Evaluating the Consistency of Cosmological Distances Using Supernova Siblings in the Near-Infrared

TL;DR

This paper analyzes the consistency of Type Ia supernova distances using near-infrared data from sibling supernovae in the same host galaxy, highlighting the potential for improved standard candles with upcoming space telescope data.

Contribution

First analysis of supernova siblings using only near-infrared data, assessing intrinsic scatter and measurement uncertainties in NIR supernova luminosities.

Findings

Median absolute difference in distance modulus (μ) between siblings is ~0.19 mag.

Simulations suggest an intrinsic scatter in NIR supernova luminosities at 99% confidence.
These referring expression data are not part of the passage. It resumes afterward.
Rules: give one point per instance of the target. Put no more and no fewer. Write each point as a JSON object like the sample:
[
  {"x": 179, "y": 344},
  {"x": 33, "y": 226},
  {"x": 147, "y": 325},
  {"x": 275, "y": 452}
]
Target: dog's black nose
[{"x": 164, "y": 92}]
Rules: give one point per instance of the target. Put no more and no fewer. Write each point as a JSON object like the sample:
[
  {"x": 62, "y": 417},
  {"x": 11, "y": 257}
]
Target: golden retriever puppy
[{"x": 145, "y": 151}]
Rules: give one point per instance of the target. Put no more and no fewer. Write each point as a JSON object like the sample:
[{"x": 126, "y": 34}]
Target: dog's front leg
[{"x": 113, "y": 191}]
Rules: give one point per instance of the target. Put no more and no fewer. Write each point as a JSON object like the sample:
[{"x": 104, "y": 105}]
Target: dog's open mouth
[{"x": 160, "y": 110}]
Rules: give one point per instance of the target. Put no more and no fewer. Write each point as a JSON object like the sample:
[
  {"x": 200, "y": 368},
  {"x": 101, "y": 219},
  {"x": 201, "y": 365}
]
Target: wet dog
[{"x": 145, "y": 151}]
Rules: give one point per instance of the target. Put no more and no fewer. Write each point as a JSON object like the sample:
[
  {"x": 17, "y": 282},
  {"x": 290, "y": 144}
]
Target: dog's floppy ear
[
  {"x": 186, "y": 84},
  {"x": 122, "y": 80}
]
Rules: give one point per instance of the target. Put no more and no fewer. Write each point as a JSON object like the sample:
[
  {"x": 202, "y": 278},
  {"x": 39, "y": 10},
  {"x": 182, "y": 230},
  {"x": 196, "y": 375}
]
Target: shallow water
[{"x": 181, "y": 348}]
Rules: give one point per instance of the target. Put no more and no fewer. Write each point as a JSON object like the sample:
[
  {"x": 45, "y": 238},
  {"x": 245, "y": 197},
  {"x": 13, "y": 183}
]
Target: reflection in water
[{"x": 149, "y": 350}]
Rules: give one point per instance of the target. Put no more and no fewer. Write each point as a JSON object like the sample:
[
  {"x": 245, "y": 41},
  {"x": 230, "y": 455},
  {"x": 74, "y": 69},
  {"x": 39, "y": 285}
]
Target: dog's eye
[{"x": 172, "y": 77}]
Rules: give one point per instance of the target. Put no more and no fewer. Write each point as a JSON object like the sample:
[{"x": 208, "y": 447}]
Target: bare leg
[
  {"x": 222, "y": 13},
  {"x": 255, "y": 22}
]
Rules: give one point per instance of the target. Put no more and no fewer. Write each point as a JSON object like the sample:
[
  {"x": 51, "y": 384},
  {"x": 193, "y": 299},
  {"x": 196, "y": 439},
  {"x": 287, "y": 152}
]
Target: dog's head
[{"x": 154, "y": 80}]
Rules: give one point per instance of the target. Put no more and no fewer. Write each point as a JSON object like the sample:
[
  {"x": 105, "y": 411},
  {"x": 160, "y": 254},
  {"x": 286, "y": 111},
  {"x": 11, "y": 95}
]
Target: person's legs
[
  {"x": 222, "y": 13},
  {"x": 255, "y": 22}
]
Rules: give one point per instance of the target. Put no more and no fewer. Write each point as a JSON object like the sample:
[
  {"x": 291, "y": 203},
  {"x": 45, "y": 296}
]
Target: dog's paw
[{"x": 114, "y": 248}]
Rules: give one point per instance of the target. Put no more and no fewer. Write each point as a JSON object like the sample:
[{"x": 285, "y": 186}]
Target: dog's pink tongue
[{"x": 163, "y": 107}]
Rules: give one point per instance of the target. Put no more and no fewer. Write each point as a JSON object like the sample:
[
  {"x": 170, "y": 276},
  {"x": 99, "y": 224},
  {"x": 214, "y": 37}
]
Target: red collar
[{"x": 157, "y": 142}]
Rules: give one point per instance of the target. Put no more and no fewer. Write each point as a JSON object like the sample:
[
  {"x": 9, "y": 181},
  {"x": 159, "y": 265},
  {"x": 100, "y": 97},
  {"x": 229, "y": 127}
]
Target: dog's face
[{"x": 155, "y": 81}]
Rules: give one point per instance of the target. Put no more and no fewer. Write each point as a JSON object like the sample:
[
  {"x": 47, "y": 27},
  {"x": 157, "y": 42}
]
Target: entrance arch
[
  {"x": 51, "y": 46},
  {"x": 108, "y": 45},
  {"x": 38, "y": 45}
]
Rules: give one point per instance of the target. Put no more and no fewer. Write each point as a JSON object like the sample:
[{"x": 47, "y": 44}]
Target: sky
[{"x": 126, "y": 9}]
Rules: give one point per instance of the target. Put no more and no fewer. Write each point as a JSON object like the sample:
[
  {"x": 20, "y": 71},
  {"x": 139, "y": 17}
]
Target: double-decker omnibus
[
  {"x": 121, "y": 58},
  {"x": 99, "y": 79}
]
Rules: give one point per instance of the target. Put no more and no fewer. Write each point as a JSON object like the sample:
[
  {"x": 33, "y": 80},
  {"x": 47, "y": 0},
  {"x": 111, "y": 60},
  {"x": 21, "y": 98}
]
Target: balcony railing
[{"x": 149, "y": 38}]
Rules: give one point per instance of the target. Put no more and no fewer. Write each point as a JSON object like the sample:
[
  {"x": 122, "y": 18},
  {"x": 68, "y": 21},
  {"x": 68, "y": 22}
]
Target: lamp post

NIR data quality and sample size limitations affect current consistency measurements.

Abstract

The study of supernova siblings, supernovae with the same host galaxy, is an important avenue for understanding and measuring the properties of Type Ia Supernova (SN Ia) light curves (LCs). Thus far, sibling analyses have mainly focused on optical LC data. Considering that LCs in the near-infrared (NIR) are expected to be better standard candles than those in the optical, we carry out the first analysis compiling SN siblings with only NIR data. We perform an extensive literature search of all SN siblings and find six sets of siblings with published NIR photometry. We calibrate each set of siblings ensuring they are on homogeneous photometric systems, fit the LCs with the SALT3-NIR and SNooPy models, and find median absolute differences in $\mu$ values between siblings of 0.248 mag and 0.186 mag, respectively. To evaluate the significance of these differences beyond measurement noise, we run simulations that mimic these LCs and provide an estimate for uncertainty on these median absolute differences of $\sim$0.052 mag, and we find that our analysis supports the existence of intrinsic scatter in the NIR at the 99% level. When comparing the same sets of SN siblings, we observe a median absolute difference in $\mu$ values between siblings of 0.177 mag when using optical data alone as compared to 0.186 mag when using NIR data alone. We attribute this to either limited statistics, poor quality NIR data, or poor reduction of the NIR data; all of which will be improved with the Nancy Grace Roman Space Telescope.